¿Quién se acuerda ya del bravo general Don Luis de los Reyes? Dos años después del matrimonio de su hija, al entrar en casa llegando de una cacería, al poner el pie en su dormitorio, cayó al suelo víctima de una apoplejía fulminante. Su viejo criado Longinos vino a darme la noticia. Cuando llegué, la casa estaba llena de amigos. Don Luis no recobró el conocimiento y falleció en la madrugada.

La hermosa Guadalupe dejó a Madrid y se fué a París a vivir con su madre. Algunos meses después tuve noticia de su matrimonio con Grimaldi.

¿Quién se acuerda de aquella famosa casa de huéspedes de la calle de Carretas, mansión deliciosa donde, como en el Olimpo, la risa era inextinguible? ¿Qué se hicieron los primos Mezquita y Albornoz? Salieron de Madrid y los unos deben de estar tomando pulsos y recetando jarabes en algún lugarón de Andalucía y el otro trazando carreteras y erigiendo puentes por algún otro rincón apartado.

¿Adónde había llegado Pasarón? Muy alto. Era ya un hombre célebre. Después de unas resonantes oposiciones que los periódicos comentaron largamente, donde logró aplastar bajo el peso de su erudición a hombres encanecidos en el estudio, obtuvo una cátedra en la Universidad Central. Aquel portentoso joven fué al poco tiempo el ídolo de la Prensa. Escribió algunos libros de crítica retrospectiva que produjeron verdadero asombro entre los doctos. Dondequiera que iba se le acogía con señales de respeto y admiración.

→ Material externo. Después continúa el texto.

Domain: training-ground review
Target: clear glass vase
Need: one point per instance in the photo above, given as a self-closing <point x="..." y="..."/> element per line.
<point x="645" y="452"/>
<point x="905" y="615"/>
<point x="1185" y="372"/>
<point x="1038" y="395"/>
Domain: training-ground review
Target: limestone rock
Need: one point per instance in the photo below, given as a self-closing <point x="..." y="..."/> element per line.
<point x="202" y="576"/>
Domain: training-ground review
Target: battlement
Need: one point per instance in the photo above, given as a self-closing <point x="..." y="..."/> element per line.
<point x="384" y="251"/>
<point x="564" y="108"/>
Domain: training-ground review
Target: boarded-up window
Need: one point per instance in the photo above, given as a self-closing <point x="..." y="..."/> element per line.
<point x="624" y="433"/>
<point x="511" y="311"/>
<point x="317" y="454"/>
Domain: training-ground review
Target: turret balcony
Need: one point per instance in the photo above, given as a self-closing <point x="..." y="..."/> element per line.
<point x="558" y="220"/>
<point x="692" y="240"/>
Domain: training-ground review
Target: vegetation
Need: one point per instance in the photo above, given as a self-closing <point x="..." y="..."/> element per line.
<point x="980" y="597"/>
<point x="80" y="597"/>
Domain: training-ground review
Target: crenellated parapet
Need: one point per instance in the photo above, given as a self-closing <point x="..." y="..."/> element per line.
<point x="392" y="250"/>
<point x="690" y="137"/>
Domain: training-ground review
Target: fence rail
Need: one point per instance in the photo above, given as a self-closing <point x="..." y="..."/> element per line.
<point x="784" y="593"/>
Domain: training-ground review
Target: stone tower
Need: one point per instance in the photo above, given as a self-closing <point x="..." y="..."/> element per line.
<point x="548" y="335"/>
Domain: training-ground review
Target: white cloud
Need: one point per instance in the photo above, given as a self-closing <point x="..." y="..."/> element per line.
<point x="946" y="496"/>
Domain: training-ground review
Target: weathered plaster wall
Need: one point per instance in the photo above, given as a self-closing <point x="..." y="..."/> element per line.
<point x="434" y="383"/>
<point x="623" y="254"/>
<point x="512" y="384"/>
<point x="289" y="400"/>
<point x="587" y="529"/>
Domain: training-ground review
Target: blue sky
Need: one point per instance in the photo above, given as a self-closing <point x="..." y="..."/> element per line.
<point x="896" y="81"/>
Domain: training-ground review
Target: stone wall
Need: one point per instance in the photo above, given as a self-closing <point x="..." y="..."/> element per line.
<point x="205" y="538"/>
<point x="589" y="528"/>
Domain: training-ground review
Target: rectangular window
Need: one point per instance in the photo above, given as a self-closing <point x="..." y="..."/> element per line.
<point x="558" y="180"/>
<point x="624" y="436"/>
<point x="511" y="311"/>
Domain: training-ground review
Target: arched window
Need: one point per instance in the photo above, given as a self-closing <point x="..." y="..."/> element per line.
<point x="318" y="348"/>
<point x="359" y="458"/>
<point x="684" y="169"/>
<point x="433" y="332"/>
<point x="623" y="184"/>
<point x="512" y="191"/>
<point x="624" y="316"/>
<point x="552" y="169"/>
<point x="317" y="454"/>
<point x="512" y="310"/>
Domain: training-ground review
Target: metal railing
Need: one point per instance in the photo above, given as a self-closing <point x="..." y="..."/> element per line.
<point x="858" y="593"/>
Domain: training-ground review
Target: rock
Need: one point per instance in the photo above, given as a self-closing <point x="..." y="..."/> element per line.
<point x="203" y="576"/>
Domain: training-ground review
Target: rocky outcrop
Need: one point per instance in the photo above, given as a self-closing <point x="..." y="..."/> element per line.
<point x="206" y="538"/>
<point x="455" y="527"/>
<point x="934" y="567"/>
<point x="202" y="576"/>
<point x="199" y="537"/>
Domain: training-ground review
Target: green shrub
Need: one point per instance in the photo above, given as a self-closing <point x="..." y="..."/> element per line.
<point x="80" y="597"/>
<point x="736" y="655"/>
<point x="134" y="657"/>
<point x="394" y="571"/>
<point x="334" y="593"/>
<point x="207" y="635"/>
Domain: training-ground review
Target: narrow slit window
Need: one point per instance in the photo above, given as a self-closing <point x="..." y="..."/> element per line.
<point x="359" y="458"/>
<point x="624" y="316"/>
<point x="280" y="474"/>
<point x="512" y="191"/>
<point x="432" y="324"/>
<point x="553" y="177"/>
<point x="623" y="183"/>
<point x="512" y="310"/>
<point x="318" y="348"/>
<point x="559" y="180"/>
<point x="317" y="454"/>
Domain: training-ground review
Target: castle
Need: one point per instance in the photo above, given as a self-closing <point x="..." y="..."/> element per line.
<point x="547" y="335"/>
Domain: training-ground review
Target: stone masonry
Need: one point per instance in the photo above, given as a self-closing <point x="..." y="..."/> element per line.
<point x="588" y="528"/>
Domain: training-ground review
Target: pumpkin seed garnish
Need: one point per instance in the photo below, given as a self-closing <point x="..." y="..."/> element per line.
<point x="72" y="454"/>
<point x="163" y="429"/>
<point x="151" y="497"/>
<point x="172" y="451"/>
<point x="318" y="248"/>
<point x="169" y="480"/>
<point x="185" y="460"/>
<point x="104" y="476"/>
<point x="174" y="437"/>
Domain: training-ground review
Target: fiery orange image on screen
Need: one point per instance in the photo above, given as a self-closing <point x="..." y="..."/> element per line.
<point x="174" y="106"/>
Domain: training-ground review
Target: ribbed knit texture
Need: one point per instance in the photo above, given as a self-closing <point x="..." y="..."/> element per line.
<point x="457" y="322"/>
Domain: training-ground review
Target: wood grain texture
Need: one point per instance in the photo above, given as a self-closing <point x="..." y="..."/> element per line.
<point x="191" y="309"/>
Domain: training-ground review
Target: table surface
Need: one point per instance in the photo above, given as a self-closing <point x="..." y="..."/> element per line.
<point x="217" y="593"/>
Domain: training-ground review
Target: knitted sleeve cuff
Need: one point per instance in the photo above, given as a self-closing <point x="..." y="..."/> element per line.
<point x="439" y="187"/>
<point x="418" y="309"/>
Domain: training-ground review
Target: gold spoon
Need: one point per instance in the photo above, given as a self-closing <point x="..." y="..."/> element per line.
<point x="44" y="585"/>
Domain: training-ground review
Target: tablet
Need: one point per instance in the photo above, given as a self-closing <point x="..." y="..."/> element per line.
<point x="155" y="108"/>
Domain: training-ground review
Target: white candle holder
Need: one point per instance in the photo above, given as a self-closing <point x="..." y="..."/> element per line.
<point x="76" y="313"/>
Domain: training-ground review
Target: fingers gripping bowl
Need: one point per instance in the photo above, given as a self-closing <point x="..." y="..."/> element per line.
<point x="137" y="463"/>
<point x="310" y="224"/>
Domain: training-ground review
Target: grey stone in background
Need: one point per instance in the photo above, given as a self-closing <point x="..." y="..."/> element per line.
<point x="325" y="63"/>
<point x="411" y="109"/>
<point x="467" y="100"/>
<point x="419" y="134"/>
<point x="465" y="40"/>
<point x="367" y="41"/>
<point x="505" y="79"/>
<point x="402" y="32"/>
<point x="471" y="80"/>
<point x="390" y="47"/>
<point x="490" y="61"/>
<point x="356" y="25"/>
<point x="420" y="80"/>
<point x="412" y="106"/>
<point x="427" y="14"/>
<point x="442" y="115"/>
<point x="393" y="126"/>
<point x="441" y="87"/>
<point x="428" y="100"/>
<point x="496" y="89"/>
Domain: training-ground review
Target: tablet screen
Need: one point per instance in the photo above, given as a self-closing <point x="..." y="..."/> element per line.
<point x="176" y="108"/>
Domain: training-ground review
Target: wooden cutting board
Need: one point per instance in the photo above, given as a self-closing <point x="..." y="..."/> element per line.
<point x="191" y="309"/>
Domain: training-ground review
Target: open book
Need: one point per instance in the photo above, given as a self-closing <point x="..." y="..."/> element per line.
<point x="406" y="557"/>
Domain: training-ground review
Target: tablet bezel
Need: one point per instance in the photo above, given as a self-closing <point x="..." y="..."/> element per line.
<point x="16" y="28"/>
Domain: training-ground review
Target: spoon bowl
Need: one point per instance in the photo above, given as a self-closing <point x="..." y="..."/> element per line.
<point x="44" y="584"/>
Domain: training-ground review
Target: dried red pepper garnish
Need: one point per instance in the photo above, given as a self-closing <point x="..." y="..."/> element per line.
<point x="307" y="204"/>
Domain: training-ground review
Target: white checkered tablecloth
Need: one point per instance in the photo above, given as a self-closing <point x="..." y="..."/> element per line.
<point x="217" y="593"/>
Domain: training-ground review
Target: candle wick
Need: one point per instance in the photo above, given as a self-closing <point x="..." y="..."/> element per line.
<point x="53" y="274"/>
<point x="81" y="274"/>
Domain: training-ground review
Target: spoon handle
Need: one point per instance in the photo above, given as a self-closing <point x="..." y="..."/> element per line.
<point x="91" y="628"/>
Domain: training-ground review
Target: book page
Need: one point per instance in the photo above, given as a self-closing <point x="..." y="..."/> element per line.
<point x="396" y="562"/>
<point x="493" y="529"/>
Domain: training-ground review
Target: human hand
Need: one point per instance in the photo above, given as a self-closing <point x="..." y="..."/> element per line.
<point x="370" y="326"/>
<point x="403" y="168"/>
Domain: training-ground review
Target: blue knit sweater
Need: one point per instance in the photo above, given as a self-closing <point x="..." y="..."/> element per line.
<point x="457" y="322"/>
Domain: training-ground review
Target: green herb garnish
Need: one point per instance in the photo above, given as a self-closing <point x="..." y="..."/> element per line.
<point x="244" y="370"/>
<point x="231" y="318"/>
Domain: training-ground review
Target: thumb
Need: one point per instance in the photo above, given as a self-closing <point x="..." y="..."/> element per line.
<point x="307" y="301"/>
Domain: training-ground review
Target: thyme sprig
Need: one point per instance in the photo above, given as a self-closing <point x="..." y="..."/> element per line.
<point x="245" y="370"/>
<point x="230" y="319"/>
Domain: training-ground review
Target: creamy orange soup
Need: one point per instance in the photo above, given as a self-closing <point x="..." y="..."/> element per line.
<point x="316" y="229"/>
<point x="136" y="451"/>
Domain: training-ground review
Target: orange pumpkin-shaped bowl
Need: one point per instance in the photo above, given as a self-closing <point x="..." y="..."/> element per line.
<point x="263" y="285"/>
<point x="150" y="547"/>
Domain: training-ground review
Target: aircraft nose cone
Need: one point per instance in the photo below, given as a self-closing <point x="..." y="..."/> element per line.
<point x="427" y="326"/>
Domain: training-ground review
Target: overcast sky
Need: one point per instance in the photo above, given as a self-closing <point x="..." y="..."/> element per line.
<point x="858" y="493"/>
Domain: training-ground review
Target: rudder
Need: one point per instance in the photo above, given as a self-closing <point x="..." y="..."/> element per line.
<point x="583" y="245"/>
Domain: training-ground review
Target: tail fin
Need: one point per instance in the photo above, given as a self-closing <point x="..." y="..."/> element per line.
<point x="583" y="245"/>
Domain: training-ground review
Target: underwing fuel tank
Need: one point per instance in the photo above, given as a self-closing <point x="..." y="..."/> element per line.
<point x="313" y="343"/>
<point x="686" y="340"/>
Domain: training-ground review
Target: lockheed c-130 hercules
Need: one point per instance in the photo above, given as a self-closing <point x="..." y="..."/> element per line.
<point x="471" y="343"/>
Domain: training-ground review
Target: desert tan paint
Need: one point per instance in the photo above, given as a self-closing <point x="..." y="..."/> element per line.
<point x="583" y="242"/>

Tal vez no existiese a la sazón hombre más festejado en España.

¿Qué se hizo de Doña Encarnación, la simpática y bondadosa patrona que tantos maternales cuidados nos prodigaba? Su misma generosidad la perdió. Quedó arruinada, arrastró después algunos años una vida miserable y hambrienta, durante los cuales tuve ocasión de favorecerla, y, por fin, murió en un pueblecito de la provincia de Guadalajara donde había nacido.

¿Quién se acuerda de aquella gentil Natalia, tan bella, tan franca, tan impetuosa? Nadie más que Sixto Moro. La herida de éste nunca había logrado cicatrizar por completo. Tres o cuatro años después de haberse casado aquélla le vi salir de un portal de la calle de la Montera donde un fotógrafo exhibía sus retratos. Yo sabía que allí había uno grande y perfecto de Natalia, y se lo dije riendo. Se puso un poco encarnado y me respondió:

—Es verdad, querido, cuando paso por esta calle no puedo resistir a la tentación de hacer una visita a su retrato.

—Para decirle cuánto la quieres todavía.

—Justamente... ¡Qué le vamos a hacer! Comprendo que es una locura, pero es una locura inofensiva. Soy un romántico digno de haber vivido en los buenos tiempos de Larra y Espronceda... No me falta todo, pues ya poseo la melena, que tanto preocupa a la atención pública.

En efecto, había logrado pronto alcanzar un puesto envidiable entre los abogados de Madrid; pronunciaba discursos en el Ateneo y en otras reuniones públicas, por lo cual empezaba a ser conocido del público. Pero lo que le iba haciendo más popular era su romántica melena. En nuestra nación, exageradamente apegada a la uniformidad, cualquier discrepancia excita la curiosidad. Moro era objeto en la calle de las miradas sorprendidas de los transeuntes. Unos, los que conocían su mérito, le miraban con respeto, pero los más reían. Con el tiempo creció su fama y adelantó en su posición. A la hora presente poseía uno de los bufetes más lucrativos de la capital, acababa de ser elegido diputado y vivía con lujo exagerado, como suele acontecer a los que han atravesado días de penuria y necesitan desquitarse. Ocupaba un magnífico aposento en la calle Mayor, tenía varios criados y recientemente había puesto coche.